Re: OOC: # 27
I have recently been enjoying "Assassin's Creed: Odyssey". In there, the issue of slavery in the Greek world is looked from different directions. In one instance a slave is concerned that his master is going to release him which would force him to make his own living. He asks your character to lie to his master saying he was involved in a theft so he won't be released. If you lie, the master casts him out immediately not wanting to have an untrustworthy soul under his roof.
In another case, a man who is technically a slave does more out of loyalty for his people and his country than most free men ever think of doing. His master frees him saying that he had earned it and more long ago.
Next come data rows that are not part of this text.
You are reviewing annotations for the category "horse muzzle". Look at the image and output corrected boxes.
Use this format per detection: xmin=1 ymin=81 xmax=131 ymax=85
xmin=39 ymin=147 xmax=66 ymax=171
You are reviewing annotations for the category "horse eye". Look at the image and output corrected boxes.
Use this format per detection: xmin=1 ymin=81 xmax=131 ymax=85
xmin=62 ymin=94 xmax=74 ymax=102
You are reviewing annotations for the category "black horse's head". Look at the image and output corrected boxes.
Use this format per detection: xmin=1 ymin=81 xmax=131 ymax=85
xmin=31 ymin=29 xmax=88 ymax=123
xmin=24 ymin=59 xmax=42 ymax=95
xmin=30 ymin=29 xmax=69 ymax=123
Yet again, without the direction of someone in charge the erstwhile slave, needs to fall back on his convictions and help from the very man to whom he was a slave to seek his own direction and ability.
One begins to examine the definition of slavery in relationship to what it means. Is legal ownership limited to slavery? We end up tied to jobs, in the old days apprenticeships were contracts that could not be exited by the signee. The difference between rights granted or taken away by law, and rights granted or taken away by ethics [or lack there of] comes down to who you can go to to help you achieve those rights or deny them to another.
Robert E Heinlein explores this in his book Citizen of the Galaxy in which his protagonist goes from Being a slave to being the owner of a galactic corporation in stages, along the way he seems to be less free in some ways than when he started.
Even in this fictional realm, the Largans engineers on my ship, are no longer bound by the oppression that marks their jobs in the empire. My character sees them feed, sheltered, and given a purpose as well as much better materials to do the things they have always wanted to do with a ship that they still have been allowed a stake in. They are dependent on Garrat like he was their master, yet they are freer than they have ever been. Is a race is evil by nature, wouldn't it be evil to it's own citizens and fall apart? Do they then become slaves to their own nature?
It is my belief that ultimate selfishness when exorcised with intelligence and foresight would result in one utilizing ones powers to create a positive environment for those around them on order to enforce a positive and reliable environment for ones own self. Hurt creates an unsustainable sense of power that eventually collapses on its self. There is only ruin on the horizon.